The new album of Groove Stu is entitled "Artofficial Substance". You will find sixteen sweet tracks on the album including the interlude of "Thing Called Love". It is a great follow up of the "Authentic 4.10 Sessions" album.
Groove Stu members are: keyboardist/singer Omar Sharif, vocalist Jerrod Simpson, saxophonist Brandon Moultrie and multi-instrumentalist and drummer Robert Levine. This quartet has found a great blend of music to keep the groove going. Hiphop,soul,jazz,pop,funk and rock are the elements of the album "Artofficial Substance".
The albums starts with the excellent love song "Thing Called Love". It sets the tone for the rest of the album. The lyrics are great, Omar Sharif has a lovely voice and the meldody is perfect. In "Make Believe" the rhythmically swaying harmonies on the hiphop beat will make you feel so good.
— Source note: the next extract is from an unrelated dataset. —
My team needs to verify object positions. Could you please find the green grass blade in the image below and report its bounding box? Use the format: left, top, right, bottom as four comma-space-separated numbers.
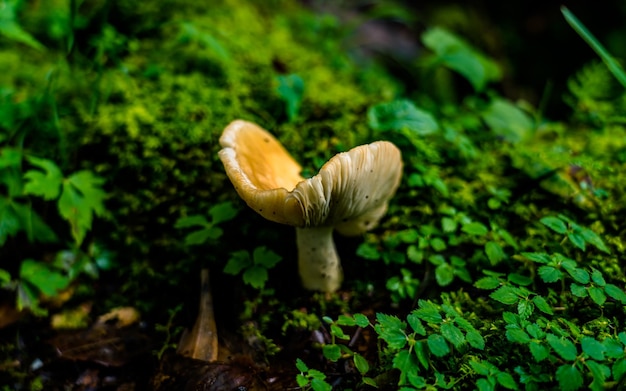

The perfect R&B song on the album is "Perfect Time" with vocalist Jerrod Simpson. It is lovely to dream away on the tracks "Where I Wanna Be" and "Places". If you wanna get down on it you have to listen to "Get Right". A brilliant track a bit in the style of Earth Wind and Fire is "Celebration". It gets funky on it. But you can really hype the funk in "Come & Go With Me".(TA)
Stand Out Tracks: Thing Called Love, Make Believe, Perfect Time, Where I Wanna Be, Places, How U Want This, For U, Celebration, Get Right, Come & Go With Me
Groove Stu: Press
Groove Stu can now be seen as one of the veterans of the soul scene. The quartet band has been together since 1999, when neo-soul was at its zenith, and they have seen their share of music artists come and go over that time. Longevity has a special place for a band, and with their latest album release, Artofficial Substance, the members of Groove Stu appears to be just hitting their stride.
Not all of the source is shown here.